Abstract

Fourier transform infrared (FTIR) spectroscopic imaging of colon biopsy tissues in transmission combined with machine learning for the classification of different stages of colon malignancy was carried out in this study. Two different approaches, an optical and a computational one, were applied for the elimination of the scattering background during the measurements and compared with the results of the machine learning model without correction for the scattering. Several different data processing pathways were implemented in order to obtain a high accuracy of the prediction model. This study demonstrates, for the first time, that C–H stretching and amide I bands are of little to no significance in the classification of the colon malignancy, based on the Gini importance values by random forest (RF). The best prediction outcome is found when supervised RF classification was carried out in the fingerprint region of the spectral data between 1500 and 1000 cm−1 (excluding the contribution of amide I and II bands). An overall prediction accuracy higher than 90% is achieved through the RF. The results also show that dysplastic and hyperplastic tissues are well distinguished.

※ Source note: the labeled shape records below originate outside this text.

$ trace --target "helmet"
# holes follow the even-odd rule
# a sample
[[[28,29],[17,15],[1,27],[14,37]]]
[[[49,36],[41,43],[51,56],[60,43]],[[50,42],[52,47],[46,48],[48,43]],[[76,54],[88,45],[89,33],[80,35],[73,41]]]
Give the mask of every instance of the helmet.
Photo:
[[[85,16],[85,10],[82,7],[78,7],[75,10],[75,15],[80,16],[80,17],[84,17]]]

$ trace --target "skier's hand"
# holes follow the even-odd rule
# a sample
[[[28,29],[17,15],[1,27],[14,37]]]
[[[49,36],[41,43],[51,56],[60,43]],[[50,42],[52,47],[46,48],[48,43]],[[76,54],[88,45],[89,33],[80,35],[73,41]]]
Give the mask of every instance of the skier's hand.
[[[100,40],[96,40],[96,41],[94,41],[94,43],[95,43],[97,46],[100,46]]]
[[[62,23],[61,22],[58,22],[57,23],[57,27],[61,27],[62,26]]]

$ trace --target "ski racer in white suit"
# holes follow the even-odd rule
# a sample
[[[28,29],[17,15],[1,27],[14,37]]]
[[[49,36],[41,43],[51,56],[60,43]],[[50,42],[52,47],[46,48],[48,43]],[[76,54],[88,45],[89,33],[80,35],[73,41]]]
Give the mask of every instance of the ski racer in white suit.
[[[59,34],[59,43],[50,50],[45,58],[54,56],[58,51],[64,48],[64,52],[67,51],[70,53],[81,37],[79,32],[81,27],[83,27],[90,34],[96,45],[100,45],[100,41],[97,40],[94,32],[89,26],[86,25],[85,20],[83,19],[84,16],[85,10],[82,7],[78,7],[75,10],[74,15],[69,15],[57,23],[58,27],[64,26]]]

This leads to the insight that the important differences between hyperplastic and dysplastic colon tissues lie within the fingerprint region of FTIR spectra. In this study, computational correction performed better than optical correction, but the findings show that the disease states of colon biopsies can be distinguished effectively without elimination of Mie scattering effect.Graphical abstract

Highlights

  • Colon cancer is a disease in the large intestine in which abnormal cells divide uncontrollably

  • Fourier transform infrared (FTIR) spectroscopy has been shown as a promising technique to enhance the clinical diagnosis in a label-free way by investigating the chemical content of the biopsy samples [3,4,5,6]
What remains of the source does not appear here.